Question

In Exercises 1-4, assume that the matrix A is row equivalent to B. Without calculations, list rank A and dim Nul A. Then find bases for Col A, Row A, and Nul A.

\[A = \left[ {\begin{array}{*{20}{c}}{\bf{2}}&{ - {\bf{3}}}&{\bf{6}}&{\bf{2}}&{\bf{5}}\\{ - {\bf{2}}}&{\bf{3}}&{ - {\bf{3}}}&{ - {\bf{3}}}&{ - {\bf{4}}}\\{\bf{4}}&{ - {\bf{6}}}&{\bf{9}}&{\bf{5}}&{\bf{9}}\\{ - {\bf{2}}}&{\bf{3}}&{\bf{3}}&{ - {\bf{4}}}&{\bf{1}}\end{array}} \right]\]
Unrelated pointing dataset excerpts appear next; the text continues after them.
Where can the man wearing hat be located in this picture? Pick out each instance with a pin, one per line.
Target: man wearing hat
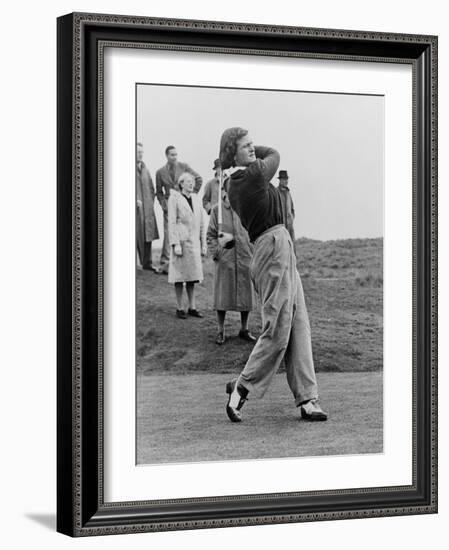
(210, 197)
(285, 323)
(146, 226)
(288, 209)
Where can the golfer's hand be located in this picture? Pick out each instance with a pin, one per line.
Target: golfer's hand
(225, 238)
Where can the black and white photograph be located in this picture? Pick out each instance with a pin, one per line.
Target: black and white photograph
(259, 273)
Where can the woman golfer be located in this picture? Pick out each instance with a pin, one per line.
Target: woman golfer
(285, 322)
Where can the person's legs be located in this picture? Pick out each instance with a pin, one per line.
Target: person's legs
(190, 288)
(244, 333)
(221, 315)
(178, 292)
(298, 357)
(147, 260)
(273, 282)
(165, 252)
(244, 315)
(193, 312)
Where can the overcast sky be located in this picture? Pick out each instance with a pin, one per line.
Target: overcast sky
(331, 144)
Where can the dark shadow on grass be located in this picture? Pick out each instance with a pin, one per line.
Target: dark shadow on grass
(46, 520)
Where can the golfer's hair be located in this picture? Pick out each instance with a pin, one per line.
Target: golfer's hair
(182, 177)
(228, 145)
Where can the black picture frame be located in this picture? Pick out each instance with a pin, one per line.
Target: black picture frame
(81, 510)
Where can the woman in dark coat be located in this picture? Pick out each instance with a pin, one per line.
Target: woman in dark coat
(285, 321)
(233, 289)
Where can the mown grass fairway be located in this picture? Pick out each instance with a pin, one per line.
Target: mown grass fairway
(181, 372)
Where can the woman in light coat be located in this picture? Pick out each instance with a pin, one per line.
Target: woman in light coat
(232, 253)
(186, 232)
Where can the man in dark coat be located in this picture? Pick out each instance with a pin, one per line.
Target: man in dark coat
(147, 231)
(166, 180)
(288, 208)
(210, 196)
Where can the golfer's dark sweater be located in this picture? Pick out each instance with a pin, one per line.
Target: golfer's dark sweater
(252, 196)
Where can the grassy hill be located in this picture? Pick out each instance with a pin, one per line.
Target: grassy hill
(343, 286)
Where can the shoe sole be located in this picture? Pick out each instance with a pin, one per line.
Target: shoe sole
(313, 418)
(233, 414)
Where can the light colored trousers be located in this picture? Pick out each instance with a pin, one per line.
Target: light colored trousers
(285, 322)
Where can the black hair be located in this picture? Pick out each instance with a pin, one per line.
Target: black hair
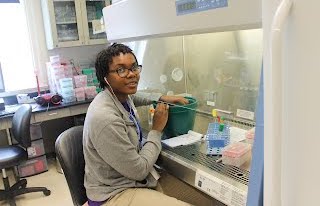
(104, 59)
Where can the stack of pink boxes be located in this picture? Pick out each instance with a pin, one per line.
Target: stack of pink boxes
(80, 82)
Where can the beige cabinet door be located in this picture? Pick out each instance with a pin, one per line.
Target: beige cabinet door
(63, 23)
(93, 25)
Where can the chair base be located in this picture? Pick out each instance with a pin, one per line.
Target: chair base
(18, 188)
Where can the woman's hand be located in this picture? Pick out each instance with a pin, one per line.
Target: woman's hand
(174, 99)
(160, 117)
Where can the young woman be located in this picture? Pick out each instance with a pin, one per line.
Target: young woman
(119, 167)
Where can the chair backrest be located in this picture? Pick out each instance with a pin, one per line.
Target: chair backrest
(69, 150)
(21, 125)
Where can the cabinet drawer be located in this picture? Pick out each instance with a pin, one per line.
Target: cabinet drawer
(79, 109)
(54, 114)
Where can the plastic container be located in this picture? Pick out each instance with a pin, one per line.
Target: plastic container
(90, 92)
(33, 166)
(80, 94)
(250, 135)
(216, 139)
(236, 154)
(80, 81)
(181, 118)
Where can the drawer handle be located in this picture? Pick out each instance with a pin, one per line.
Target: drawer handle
(54, 113)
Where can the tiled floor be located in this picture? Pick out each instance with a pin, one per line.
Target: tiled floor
(53, 180)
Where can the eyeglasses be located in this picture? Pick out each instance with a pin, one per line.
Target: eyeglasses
(123, 72)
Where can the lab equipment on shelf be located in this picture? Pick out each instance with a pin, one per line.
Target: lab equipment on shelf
(190, 138)
(218, 136)
(236, 154)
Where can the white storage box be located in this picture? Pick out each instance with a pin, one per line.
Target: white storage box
(236, 154)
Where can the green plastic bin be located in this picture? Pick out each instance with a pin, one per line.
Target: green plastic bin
(181, 118)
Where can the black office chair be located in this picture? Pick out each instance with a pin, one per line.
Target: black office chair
(69, 150)
(13, 155)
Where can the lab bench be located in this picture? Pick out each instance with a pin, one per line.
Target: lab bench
(190, 163)
(220, 184)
\[B = \left[ {\begin{array}{*{20}{c}}{\bf{2}}&{ - {\bf{3}}}&{\bf{6}}&{\bf{2}}&{\bf{5}}\\{\bf{0}}&{\bf{0}}&{\bf{3}}&{ - {\bf{1}}}&{\bf{1}}\\{\bf{0}}&{\bf{0}}&{\bf{0}}&{\bf{1}}&{\bf{3}}\\{\bf{0}}&{\bf{0}}&{\bf{0}}&{\bf{0}}&{\bf{0}}\end{array}} \right]\]

Short answer

Rank A=3, dim Nul A=2, \({\rm{Basis}}\left( {{\rm{Col}}\,A} \right) = \left\{ {\left[ {\begin{array}{*{20}{c}}2\\{ - 2}\\4\\{ - 2}\end{array}} \right],\;\;\left[ {\begin{array}{*{20}{c}}6\\{ - 3}\\9\\3\end{array}} \right],\,\,\left[ {\begin{array}{*{20}{c}}2\\{ - 3}\\5\\{ - 4}\end{array}} \right]} \right\}\), \({\rm{basis}}\left( {{\rm{Row}}\,A} \right) = \left\{ {\left[ {\begin{array}{*{20}{c}}2&{ - 3}&6&2&5\end{array}} \right],\,\,\left[ {\begin{array}{*{20}{c}}0&0&3&{ - 1}&{ - 1}\end{array}} \right],\,\left[ {\begin{array}{*{20}{c}}0&0&0&1&3\end{array}} \right]} \right\}\), \[\left\{ {\left[ {\begin{array}{*{20}{c}}{\frac{3}{2}}\\1\\0\\0\\0\end{array}} \right],\,\,\left[ {\begin{array}{*{20}{c}}{\frac{9}{2}}\\0\\{ - \frac{4}{3}}\\{ - 3}\\1\end{array}} \right]} \right\}\]

Step-by-step solution

Find the rank of A

In the row equivalent matrix B, there are three non-zero rows. Therefore, the rank of A is 3.

Find dim Nul A

Using the rank theorem, you get:

\(\begin{array}{c}{\rm{rank}}\,A + \dim \,{\rm{Nul}}A = n\\3 + \dim \;{\rm{Nul}}\,A = 5\\\dim \;{\rm{Nul}}\,A = 5 - 3\\ = 2\end{array}\)

Find the basis of Col A

From matrix B:

\(B = \left[ {\begin{array}{*{20}{c}}2&{ - 3}&6&2&5\\0&0&3&{ - 1}&1\\0&0&0&1&3\\0&0&0&0&0\end{array}} \right]\)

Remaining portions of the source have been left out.